SGD

SGD#

class braintools.optim.SGD(lr=0.001, momentum=0.0, weight_decay=0.0, nesterov=False, grad_clip_norm=None, grad_clip_value=None)#

Stochastic Gradient Descent (SGD) optimizer with momentum and weight decay.

Implements the standard SGD algorithm with optional momentum, Nesterov momentum, and weight decay (L2 regularization).

Parameters:
  • lr (float | LRScheduler) – Learning rate. Can be a float or LRScheduler instance.

  • momentum (float) – Momentum factor. Set to 0 for vanilla SGD.

  • weight_decay (float) – Weight decay (L2 penalty) coefficient.

  • nesterov (bool) – Whether to use Nesterov momentum.

  • grad_clip_norm (float | None) – Maximum gradient norm for clipping.

  • grad_clip_value (float | None) – Maximum gradient value for clipping.

Notes

The SGD update with momentum is computed as:

\[ \begin{align}\begin{aligned}v_{t+1} = \mu v_t + g_t\\\theta_{t+1} = \theta_t - \alpha v_{t+1}\end{aligned}\end{align} \]

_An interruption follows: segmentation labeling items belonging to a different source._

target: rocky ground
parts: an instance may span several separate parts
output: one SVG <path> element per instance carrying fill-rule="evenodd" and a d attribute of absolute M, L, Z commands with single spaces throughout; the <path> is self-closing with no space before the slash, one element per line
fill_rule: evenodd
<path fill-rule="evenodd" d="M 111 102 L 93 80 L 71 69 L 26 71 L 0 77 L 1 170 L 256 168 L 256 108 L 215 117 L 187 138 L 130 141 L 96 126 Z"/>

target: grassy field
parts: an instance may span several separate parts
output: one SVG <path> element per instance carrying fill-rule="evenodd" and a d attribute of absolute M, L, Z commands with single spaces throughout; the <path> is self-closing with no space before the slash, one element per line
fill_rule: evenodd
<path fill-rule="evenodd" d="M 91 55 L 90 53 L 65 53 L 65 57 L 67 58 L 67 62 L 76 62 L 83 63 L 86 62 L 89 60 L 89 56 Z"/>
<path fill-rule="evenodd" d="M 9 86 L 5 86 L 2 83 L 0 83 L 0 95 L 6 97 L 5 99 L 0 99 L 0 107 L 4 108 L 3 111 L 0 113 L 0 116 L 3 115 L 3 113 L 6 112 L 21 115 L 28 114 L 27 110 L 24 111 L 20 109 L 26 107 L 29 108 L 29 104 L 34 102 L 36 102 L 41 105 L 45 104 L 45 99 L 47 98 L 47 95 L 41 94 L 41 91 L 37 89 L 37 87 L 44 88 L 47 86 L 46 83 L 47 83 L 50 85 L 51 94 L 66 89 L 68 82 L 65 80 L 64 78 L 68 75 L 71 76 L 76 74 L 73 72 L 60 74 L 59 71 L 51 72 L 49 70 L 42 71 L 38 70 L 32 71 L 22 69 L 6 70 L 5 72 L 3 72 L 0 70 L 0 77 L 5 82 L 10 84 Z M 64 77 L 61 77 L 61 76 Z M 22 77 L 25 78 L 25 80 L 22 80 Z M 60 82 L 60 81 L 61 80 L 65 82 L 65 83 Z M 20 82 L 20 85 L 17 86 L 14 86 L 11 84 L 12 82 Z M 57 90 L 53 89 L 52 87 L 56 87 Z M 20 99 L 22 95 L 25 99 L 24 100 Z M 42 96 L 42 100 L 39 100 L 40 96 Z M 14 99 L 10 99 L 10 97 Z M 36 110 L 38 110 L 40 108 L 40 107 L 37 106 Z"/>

where \(\mu\) is the momentum, \(g_t\) is the gradient at step t, \(\alpha\) is the learning rate, and \(\theta\) are the parameters.

With Nesterov momentum, the update becomes:

\[ \begin{align}\begin{aligned}v_{t+1} = \mu v_t + g_t\\\theta_{t+1} = \theta_t - \alpha (\mu v_{t+1} + g_t)\end{aligned}\end{align} \]

Examples

Basic SGD without momentum:

>>> import brainstate
>>> import braintools
>>> import jax.numpy as jnp
>>>
>>> # Create model
>>> model = brainstate.nn.Linear(10, 5)
>>> optimizer = braintools.optim.SGD(lr=0.01)
>>> optimizer.register_trainable_weights(model.states(brainstate.ParamState))

SGD with momentum:

>>> optimizer = braintools.optim.SGD(lr=0.01, momentum=0.9)
>>> optimizer.register_trainable_weights(model.states(brainstate.ParamState))

SGD with Nesterov momentum:

>>> optimizer = braintools.optim.SGD(lr=0.01, momentum=0.9, nesterov=True)
>>> optimizer.register_trainable_weights(model.states(brainstate.ParamState))

SGD with learning rate scheduling:

>>> scheduler = braintools.optim.StepLR(base_lr=0.1, step_size=30, gamma=0.1)
>>> optimizer = braintools.optim.SGD(lr=scheduler, momentum=0.9)
>>> optimizer.register_trainable_weights(model.states(brainstate.ParamState))
>>>
>>> for epoch in range(100):
...     # Training code here
...     optimizer.step(grads)
...     if (epoch + 1) % epoch_size == 0:
...         scheduler.step()

See also

Adam

Adam optimizer with adaptive learning rates

RMSprop

RMSprop optimizer

Momentum

Pure momentum optimizer

default_tx()[source]#

Create SGD-specific gradient transformation.